De defensor público-geral a postulante ao TJPE: Henrique Seixas projeta humanização no Judiciário

Em entrevista ao Causos & Causas, postulante ao Quinto Constitucional detalha trajetória profissional, gestão na Defensoria Pública e propostas de proximidade com a advocacia

Em entrevista concedida ao apresentador AndréLuis no episódio 64 do programa Causos & Causas, transmitido pela ELLO TV, o advogado e defensor público Henrique Seixas detalhou sua trajetória profissional e pessoal, além de abordar sua postulação ao quinto constitucional da advocacia para o Tribunal de Justiça de Pernambuco (TJPE). Durante a transmissão, o ex-defensor público-geral do estado nos biênios 2022 a 2026 refletiu sobre a experiência na gestão pública e defendeu o fortalecimento das prerrogativas da advocacia e a ampliação da escuta social no Poder Judiciário.

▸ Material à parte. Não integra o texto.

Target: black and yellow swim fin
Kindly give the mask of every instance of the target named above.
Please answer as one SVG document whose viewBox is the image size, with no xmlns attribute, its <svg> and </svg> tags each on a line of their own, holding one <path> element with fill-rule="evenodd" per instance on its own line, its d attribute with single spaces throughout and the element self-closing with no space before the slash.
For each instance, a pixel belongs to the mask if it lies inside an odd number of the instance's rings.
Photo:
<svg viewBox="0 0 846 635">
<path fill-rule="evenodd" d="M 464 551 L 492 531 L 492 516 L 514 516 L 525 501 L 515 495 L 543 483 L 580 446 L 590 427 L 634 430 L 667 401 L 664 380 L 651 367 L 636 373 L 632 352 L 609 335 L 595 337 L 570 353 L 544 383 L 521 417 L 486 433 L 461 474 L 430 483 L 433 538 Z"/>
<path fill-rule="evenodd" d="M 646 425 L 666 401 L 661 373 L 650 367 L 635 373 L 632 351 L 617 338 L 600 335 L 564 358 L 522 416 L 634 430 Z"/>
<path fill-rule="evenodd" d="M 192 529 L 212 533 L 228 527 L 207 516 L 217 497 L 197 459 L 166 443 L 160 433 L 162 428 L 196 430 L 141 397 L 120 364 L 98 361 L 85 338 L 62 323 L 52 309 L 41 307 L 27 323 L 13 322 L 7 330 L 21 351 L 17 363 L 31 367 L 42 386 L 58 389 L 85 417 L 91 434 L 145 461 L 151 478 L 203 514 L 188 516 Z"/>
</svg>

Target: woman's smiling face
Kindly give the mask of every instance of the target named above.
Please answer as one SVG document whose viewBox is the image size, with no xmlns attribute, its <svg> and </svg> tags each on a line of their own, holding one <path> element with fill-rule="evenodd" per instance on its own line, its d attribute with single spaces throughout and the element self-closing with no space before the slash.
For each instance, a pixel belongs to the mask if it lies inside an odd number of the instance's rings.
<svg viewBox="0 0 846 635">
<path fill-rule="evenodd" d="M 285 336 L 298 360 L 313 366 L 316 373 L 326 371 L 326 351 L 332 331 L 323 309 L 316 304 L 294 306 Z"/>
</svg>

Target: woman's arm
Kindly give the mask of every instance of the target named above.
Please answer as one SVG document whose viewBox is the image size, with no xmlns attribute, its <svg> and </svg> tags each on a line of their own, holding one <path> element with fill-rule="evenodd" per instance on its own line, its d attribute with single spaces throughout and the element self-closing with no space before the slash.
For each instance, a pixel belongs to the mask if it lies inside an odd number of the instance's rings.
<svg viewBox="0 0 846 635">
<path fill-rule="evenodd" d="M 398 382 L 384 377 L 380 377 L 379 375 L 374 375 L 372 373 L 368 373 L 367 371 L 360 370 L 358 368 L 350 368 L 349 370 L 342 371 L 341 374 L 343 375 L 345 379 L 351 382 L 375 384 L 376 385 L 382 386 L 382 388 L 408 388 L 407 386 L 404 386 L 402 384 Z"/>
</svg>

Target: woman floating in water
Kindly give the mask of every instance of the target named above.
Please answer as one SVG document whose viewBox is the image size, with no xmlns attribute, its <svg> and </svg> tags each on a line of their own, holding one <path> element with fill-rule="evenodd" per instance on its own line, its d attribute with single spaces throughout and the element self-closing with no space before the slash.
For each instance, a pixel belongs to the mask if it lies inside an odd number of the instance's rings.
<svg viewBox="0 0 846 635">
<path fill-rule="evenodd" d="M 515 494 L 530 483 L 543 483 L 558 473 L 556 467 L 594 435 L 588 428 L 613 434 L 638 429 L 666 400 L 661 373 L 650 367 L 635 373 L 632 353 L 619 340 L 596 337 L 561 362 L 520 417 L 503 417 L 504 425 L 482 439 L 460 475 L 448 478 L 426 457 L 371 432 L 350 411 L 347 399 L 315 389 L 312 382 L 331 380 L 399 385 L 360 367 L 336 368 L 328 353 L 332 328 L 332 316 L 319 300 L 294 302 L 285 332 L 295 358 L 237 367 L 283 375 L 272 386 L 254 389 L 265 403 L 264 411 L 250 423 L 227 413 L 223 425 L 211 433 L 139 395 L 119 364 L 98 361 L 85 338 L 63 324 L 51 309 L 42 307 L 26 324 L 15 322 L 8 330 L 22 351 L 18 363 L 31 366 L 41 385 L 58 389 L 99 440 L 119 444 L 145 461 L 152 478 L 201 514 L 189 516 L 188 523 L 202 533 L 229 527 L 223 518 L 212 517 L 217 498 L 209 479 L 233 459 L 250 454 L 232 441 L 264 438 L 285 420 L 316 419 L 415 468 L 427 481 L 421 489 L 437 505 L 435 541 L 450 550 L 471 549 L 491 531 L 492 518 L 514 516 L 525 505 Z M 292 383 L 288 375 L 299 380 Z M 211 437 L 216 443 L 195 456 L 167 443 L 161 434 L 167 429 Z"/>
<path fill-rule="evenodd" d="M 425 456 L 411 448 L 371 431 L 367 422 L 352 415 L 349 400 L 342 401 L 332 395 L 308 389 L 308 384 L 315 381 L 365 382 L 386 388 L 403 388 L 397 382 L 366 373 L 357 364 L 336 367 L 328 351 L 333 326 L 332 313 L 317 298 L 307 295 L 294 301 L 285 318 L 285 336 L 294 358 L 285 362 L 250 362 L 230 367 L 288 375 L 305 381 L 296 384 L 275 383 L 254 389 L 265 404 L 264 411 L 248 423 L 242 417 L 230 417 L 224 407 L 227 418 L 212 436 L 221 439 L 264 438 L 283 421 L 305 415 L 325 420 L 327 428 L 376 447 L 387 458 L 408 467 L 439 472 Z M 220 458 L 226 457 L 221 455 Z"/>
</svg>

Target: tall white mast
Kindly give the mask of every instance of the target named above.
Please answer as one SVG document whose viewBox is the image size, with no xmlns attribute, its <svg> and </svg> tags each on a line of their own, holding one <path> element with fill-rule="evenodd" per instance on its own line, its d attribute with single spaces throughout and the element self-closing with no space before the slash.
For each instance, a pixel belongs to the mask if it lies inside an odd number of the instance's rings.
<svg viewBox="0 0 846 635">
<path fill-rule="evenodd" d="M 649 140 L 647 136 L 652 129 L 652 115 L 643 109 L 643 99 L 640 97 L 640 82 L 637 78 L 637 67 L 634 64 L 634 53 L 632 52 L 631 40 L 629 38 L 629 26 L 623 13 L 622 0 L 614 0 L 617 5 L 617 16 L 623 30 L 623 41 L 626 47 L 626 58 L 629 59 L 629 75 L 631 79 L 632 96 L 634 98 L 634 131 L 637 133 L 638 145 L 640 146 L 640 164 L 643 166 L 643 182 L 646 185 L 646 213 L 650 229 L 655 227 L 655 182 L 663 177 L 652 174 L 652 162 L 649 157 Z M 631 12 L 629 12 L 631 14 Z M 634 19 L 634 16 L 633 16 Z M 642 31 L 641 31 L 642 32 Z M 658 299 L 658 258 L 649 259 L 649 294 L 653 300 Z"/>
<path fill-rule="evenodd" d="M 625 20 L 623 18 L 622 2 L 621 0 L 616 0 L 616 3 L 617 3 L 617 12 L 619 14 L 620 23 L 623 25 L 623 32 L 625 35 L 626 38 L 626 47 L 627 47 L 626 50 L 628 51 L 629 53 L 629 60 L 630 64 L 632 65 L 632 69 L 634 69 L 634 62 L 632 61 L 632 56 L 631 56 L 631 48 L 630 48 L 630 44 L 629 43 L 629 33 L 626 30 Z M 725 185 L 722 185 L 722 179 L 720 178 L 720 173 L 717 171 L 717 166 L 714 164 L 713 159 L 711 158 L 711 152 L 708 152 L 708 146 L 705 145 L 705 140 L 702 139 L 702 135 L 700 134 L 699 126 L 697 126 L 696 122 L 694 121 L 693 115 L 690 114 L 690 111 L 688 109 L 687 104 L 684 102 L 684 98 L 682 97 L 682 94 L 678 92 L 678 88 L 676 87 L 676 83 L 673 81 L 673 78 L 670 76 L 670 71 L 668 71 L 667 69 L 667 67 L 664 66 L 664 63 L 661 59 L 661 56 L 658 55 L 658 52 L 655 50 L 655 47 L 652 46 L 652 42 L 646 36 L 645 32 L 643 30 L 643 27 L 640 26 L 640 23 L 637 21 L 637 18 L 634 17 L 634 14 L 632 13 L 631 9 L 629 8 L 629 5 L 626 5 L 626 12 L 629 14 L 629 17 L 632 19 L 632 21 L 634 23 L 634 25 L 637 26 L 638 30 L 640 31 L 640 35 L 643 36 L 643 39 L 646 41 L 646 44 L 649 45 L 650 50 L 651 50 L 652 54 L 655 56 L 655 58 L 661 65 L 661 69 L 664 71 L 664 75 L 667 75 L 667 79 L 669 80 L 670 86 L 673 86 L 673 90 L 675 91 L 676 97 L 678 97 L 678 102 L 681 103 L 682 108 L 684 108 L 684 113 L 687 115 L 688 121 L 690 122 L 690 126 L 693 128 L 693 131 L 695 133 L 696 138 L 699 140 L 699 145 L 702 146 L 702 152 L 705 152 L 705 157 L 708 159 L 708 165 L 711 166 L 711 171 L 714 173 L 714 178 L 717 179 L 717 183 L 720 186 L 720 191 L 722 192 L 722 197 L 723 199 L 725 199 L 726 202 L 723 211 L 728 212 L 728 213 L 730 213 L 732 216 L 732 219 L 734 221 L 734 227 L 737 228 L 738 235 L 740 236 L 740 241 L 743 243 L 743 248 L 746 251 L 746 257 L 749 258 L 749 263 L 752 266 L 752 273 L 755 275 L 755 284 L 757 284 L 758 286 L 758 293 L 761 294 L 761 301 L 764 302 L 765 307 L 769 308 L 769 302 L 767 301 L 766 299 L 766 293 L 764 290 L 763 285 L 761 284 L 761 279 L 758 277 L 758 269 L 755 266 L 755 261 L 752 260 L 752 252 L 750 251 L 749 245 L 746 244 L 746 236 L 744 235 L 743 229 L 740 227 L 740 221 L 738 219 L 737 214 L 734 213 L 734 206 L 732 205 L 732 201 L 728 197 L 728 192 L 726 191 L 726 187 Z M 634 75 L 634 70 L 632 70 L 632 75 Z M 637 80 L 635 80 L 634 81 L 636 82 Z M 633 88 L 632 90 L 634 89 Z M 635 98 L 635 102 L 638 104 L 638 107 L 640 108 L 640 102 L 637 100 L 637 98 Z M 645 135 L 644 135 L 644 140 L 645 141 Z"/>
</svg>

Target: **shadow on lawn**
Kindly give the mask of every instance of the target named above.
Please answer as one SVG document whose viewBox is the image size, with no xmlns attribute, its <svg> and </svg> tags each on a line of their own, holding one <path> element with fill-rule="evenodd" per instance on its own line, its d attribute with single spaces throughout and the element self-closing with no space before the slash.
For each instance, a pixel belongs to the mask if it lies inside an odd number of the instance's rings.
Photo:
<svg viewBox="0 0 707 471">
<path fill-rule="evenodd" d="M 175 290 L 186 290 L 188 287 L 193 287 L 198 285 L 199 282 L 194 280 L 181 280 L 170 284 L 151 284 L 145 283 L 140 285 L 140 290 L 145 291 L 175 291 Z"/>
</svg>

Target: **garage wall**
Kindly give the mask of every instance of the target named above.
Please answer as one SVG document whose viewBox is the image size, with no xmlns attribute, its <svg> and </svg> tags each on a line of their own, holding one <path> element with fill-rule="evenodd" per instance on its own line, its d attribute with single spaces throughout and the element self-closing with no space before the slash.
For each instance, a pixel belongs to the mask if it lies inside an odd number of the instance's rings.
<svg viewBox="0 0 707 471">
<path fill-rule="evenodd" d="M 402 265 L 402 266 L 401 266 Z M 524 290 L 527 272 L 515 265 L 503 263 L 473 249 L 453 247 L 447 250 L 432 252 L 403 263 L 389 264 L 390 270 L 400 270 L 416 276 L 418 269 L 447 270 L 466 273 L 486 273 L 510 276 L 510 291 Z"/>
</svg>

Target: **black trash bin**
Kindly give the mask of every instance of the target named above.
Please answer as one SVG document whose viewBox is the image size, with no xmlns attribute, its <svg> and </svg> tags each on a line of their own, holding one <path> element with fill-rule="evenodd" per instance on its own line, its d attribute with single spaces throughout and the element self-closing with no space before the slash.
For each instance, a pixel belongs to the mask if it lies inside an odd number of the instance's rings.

Origem, vida pessoal e carreira jurídica

Natural do Recife e morador de Camaragibe, Henrique Seixas é casado com Manuela e pai de dois filhos, Bernardo e Patrícia. Formado em Direito pela Universidade Católica de Pernambuco (Unicap) em 2005 e pós-graduado em Direito Processual, Seixas atuou na advocacia autônoma em municípios como Camaragibe, Recife, São Lourenço da Mata, Goiana e Cabo de Santo Agostinho, tendo exercido também o cargo de procurador do município de Camaragibe e da Câmara Municipal local.

Na Defensoria Pública do Estado de Pernambuco, atuou como defensor público em comarcas do interior, a exemplo de Belém de Maria e Águas Belas, até assumir a chefia da instituição. Ao avaliar o conselho que daria ao início de sua carreira, Seixas apontou a importância de integrar a formação acadêmica à prática das instituições jurídicas:

“Para alguém já formado, o conselho seria ter uma maior interação com as instituições como um todo: conhecer de perto a atuação na advocacia privada, pública, no Ministério Público e no Poder Judiciário, para sair com um leque maior de opções e menos medo de enfrentar o dia a dia.”

Projetos de gestão e humanização do atendimento

Durante a entrevista, o ex-defensor público-geral destacou a implementação de órgãos e núcleos estratégicos durante a sua gestão à frente da Defensoria Pública estadual:

  • Ouvidoria Externa: Criada mediante aprovação legislativa, é coordenada por representante oriundo da sociedade civil e de movimentos sociais, com o objetivo de canalizar as demandas populares para o planejamento da instituição.
  • Escola Superior: Voltada à qualificação de defensores, colaboradores, servidores e estagiários, mediante parcerias com outras instituições de ensino jurídico.
  • Núcleo de Defesa dos Profissionais de Segurança Pública (NUDEPS): Criado para prestar assistência jurídica administrativa e judicial a policiais militares, civis, penais, científicos e bombeiros.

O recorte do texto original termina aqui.